Using legislation to ensure that a government enacts its campaign pledges doesn't exactly suggest that the public has much confidence in the party. At least that was the Conservative party's position only five short years ago.
As then-shadow Chancellor George Osborne said of Labour's 2010 Fiscal Responsibility Bill (emphasis added):
Of course we have to debate this vacuous and irrelevant legislation, but why did the Chancellor feel the compelling need to introduce it? Why is he the first Chancellor in history to feel that he needs an Act of Parliament on top of a Budget statement? There can be only two explanations: either he does not trust himself to secure sound public finances, or he knows that the public do not trust him to secure them. Neither is exactly a ringing endorsement; both are a reflection of the catastrophic, disastrous state to which this Government have reduced the finances of this country.

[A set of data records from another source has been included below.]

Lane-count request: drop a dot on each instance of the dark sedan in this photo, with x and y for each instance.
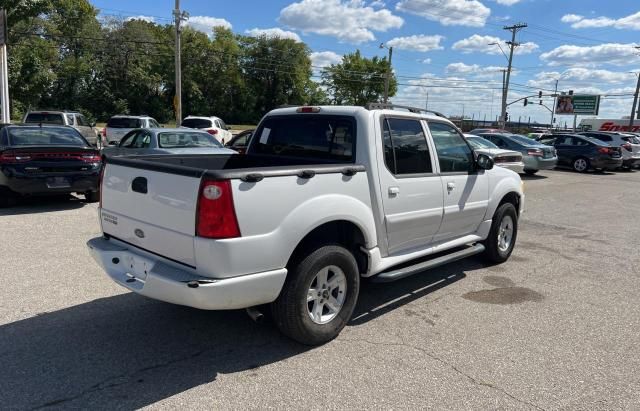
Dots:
(582, 153)
(46, 160)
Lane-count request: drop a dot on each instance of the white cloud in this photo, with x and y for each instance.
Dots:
(612, 53)
(417, 43)
(274, 33)
(448, 12)
(481, 44)
(325, 58)
(206, 24)
(631, 21)
(148, 19)
(348, 21)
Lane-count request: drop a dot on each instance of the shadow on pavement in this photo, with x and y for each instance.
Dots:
(128, 352)
(33, 205)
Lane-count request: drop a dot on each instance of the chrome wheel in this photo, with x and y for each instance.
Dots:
(580, 165)
(326, 294)
(505, 233)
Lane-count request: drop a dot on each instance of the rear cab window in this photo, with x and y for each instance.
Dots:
(326, 138)
(46, 118)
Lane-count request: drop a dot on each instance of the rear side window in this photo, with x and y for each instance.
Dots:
(124, 122)
(454, 154)
(405, 147)
(196, 123)
(45, 118)
(322, 137)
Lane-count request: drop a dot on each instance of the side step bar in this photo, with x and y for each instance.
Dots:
(389, 276)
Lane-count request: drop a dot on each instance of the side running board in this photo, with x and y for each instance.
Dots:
(389, 276)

Given the damning indictment of Labour's attempt to use the threat of action by the police where concern for the electorate's reaction should suffice, it seems odd that the Prime Minister has elected to go down this particular rabbit hole.
At the bottom of it he is likely to find a very weird world indeed. One at which the Wonderland central bank's interest rates are already at (or very close to) the zero lower bound, meaning that it doesn't have much room to respond to an economic setback by cutting interest rates, while the Red Queen's government is busy tying its own hands on tax and spending to prevent it from being able to take up the slack.
Taken in combination with the Conservative party's commitment to run a fiscal surplus by 2018-2019, banning tax hikes by law would make the UK more vulnerable to economic setbacks as well as reducing the government's capacity to meet its spending commitments. In effect, Cameron is saying that the government would cede active control of levers that account for some 65% of all tax revenues.
As the BBC's Robert Peston points out, ratings agencies would take a dim view of such unnecessary fiscal handcuffs and could look to review Britain's top sovereign debt rating.
But more fundamentally, this comes down to a very simple point. You might believe that the government will not need to shift tax bands over the course of the next parliament, but that is very different from claiming that it should not be able to do so even if the need arises. And that is what the proposed legislation suggests.
As such it also imposes a huge potential burden on unprotected taxes, such as corporation tax, which could be forced to take the brunt of hikes if the situation did require it. That could well have unintended consequences in terms of sharply reducing the incentives businesses have to stay and invest in Britain.
At its heart, this policy is a huge gamble on that ability of the UK to get through the next five years without encountering any sort of shock. Either it amounts to profound recklessness on Cameron's part or gross deception of the public.